Perché siamo davanti a una vera e propria montagna.
Una montagna cremosa e gialla appoggiata su un tavolo di legno.
Il fondo è verde oliva.
Più in basso c’è qualcosa di simile a un cencio bianco, quello che probabilmente avvolgeva il burro.
Sulla sommità ci sono dei segni come di una sgorbia, con dei solchi.
Una paletta di legno, lunga e stretta, è conficcata verticalmente sul lato destro ed è sommersa dal burro, fino all’impugnatura.

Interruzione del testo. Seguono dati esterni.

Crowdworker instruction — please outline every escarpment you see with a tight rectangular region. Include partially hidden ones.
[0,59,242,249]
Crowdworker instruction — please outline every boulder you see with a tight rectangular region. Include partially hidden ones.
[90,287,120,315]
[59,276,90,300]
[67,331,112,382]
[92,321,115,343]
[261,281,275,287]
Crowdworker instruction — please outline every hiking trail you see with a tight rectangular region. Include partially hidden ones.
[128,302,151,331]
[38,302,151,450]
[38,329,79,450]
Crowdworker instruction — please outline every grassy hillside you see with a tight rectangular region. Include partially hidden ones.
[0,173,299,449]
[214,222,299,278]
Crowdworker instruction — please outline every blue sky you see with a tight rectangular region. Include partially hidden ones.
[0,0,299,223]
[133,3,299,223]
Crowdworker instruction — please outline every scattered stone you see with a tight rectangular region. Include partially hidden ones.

L’artista è un accademico che è stato colmato di onori ma che ha mancato la svolta avanguardista dell’Impressionismo, finendo così dimenticato dalla storia dell’arte.
Vollon di solito dipinge nature morte e paesaggi, e qui ha unito le sue due specializzazioni.

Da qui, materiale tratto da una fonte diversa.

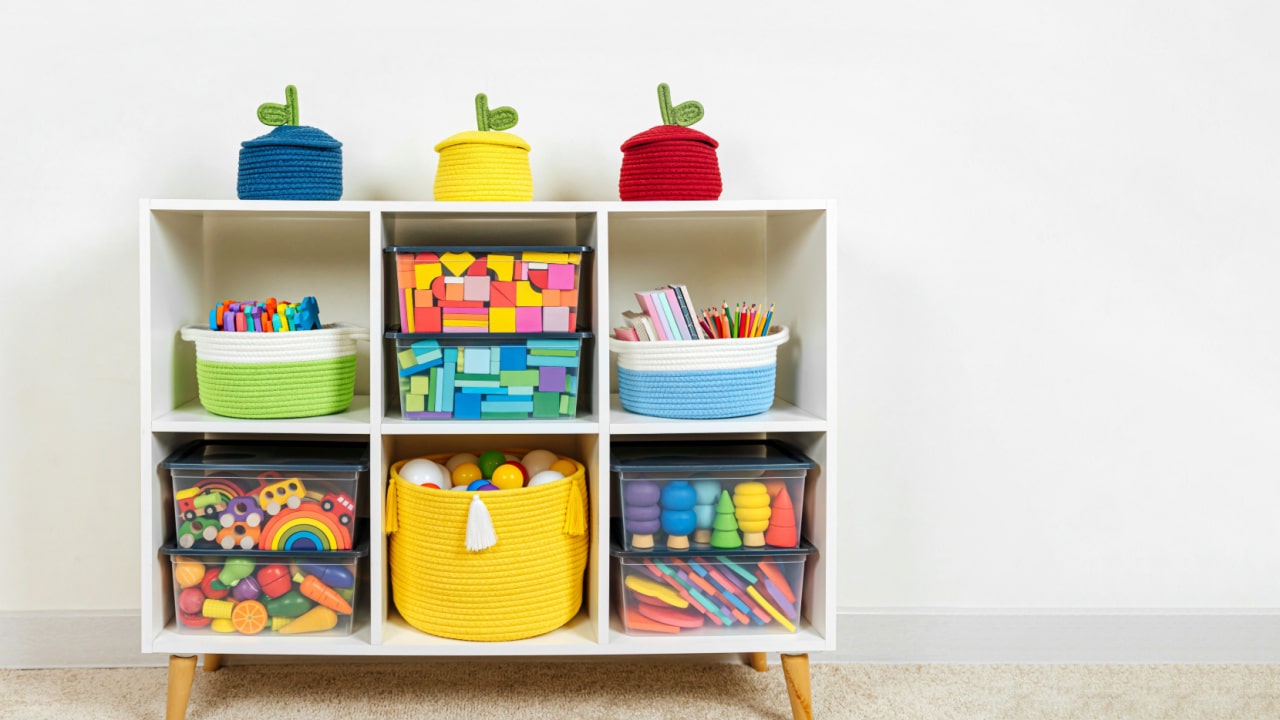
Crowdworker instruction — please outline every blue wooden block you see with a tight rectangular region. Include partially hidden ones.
[453,392,480,420]
[498,345,526,370]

Infatti il burro si erge come una massa naturale, abbiamo detto una montagna, con le asperità, l’incombenza e la teatralità tipiche di qualunque altura.

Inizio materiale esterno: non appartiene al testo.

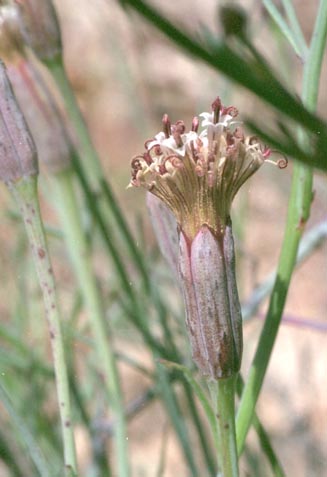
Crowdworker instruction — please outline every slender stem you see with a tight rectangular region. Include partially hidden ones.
[282,0,308,59]
[208,376,239,477]
[9,176,77,477]
[0,382,51,477]
[263,0,308,62]
[236,0,327,452]
[54,168,129,477]
[242,221,327,322]
[48,59,103,192]
[236,374,285,477]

Le due uova posate sulla destra sembrano minuscole, come per la volontà di accentuare la monumentalità del tumulo.
La composizione è audace, originale, le pennellate sono, giustamente, pastose, piene di foga, sentiamo la materia, il volume, l’odore, il tumulo di burro ci appare come un tempio eretto in onore di un dio che apprezza il grasso, l’energia, il nutrimento, anche la tenerezza e, infine, la morbidezza.
Si dice questa carne è un burro ed è fatta di burro una persona capace di benevolenza e arrendevole.
Tutte connotazioni di mitezza, una mitezza che, paradossalmente, viene accolta con atteggiamenti belligeranti.
Almeno da Firenze in giù.
In vita mia ho visto qualcosa di simile al nostro biglietto di oggi solo una volta, per la precisione al mercato di Ponte Lungo, qui a Roma, vicino a casa mia, in esposizione su un banco che vende formaggi, salumi e pane.
E evidentemente, burro, un burro color burro, grande, sontuoso, maestoso, che ha suscitato nei clienti, affatto abituati a una visione così inconsueta, interrogativi diversi, ma che roba è e se è quella roba lì perché non arriva in panetti piccoli, di quelli da un etto e mezzo, destinati a rimanere nello sportello del frigorifero oltre la data di scadenza, dimenticati, negletti dalla cucina mediterranea, anzi, addirittura ostracizzati.
Fino a che una Newsletter morbida e tenera non si permette di tesserne l’elogio.
Perché il burro è buono e certe volte, come ho inteso dimostrarvi oggi, anche bello, così invitante, trionfante, così capace di suscitare desiderio.